For both the Independence and Fuchs, the transition has come with early lessons.
"My first training, I did a slide tackle and everybody's like, 'What?! Since when do we do slide tackles?' " Fuchs said. "I'm like, 'Well, I want to get the ball from him. It's just normal.' "
Independence captain Enzo Martinez said that in addition to Fuchs' "quality on the ball," his ability to lead by example and "do all the little things every single time" sets him apart. Jeffries described how the veteran defender is often the first one ready for 5-on-2 drills and constantly coaching up younger players like Armour.
"He demands a lot and that's the biggest thing," Martinez said. "You can't really take a break. At the highest level, the difference is done in one little mistake, one second delay, and that's what he brings. He's able to get that mentality for 90 minutes."
Fuchs' presence is elevating the level of others on the team, players said, as they fight for a postseason berth. Independence is ranked fourth in the Eastern Atlantic Conference, and the top four teams in each division advance to the playoffs.

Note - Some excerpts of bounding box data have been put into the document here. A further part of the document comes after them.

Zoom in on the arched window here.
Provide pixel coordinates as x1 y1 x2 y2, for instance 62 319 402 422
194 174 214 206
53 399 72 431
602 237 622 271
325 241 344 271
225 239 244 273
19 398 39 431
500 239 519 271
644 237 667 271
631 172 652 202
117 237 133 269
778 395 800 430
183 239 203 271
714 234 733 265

Although Fuchs said he's emphasizing the importance of "technical discipline" to teammates, he's not knocking the club for its smaller staff, media turnout or attendance figures. (A little more than 2,000 fans turned up to the last home match at American Legion Memorial Stadium compared with the pandemic-restricted 20,000 spectators at Wembley Stadium when Leicester played there in May.) Still, Fuchs will happily take photos post-match with fans, who now often approach him wearing Charlotte FC branded "0 Fuchs" shirts.
"What more can I ask for?" Fuchs said. "Everybody tries their very best. Everybody tries to create a great environment for players, and (if they try) to play up to the best expectations, to a high standard, then I'm happy."
He's happy for another reason as well. He spent Tuesday recovering from what he calls a "tough" "preseason" (meaning his return to 90-minute match fitness) by swimming at Lake Norman with his wife and three children, Ethan, 12, Anthony, 6, and Katherine, 3. He also caught a Charlotte Knights baseball game over the weekend for more immersion. Although some of his family members will return to their New York home base, Katherine plans to stay with her father through the end of the season.
"That's the beauty of it," Fuchs said. "(Raluca) can come down for a weekend, spend the weekend, watch the games, fly back. That's beautiful. We didn't have the luxury (before) and that for me is a big luxury."
When asked about the future Charlotte FC season or even upcoming USL games, with one as soon as this weekend, Fuchs demurred, preferring to live in the moment.
"It's one out of many that are still ahead of us."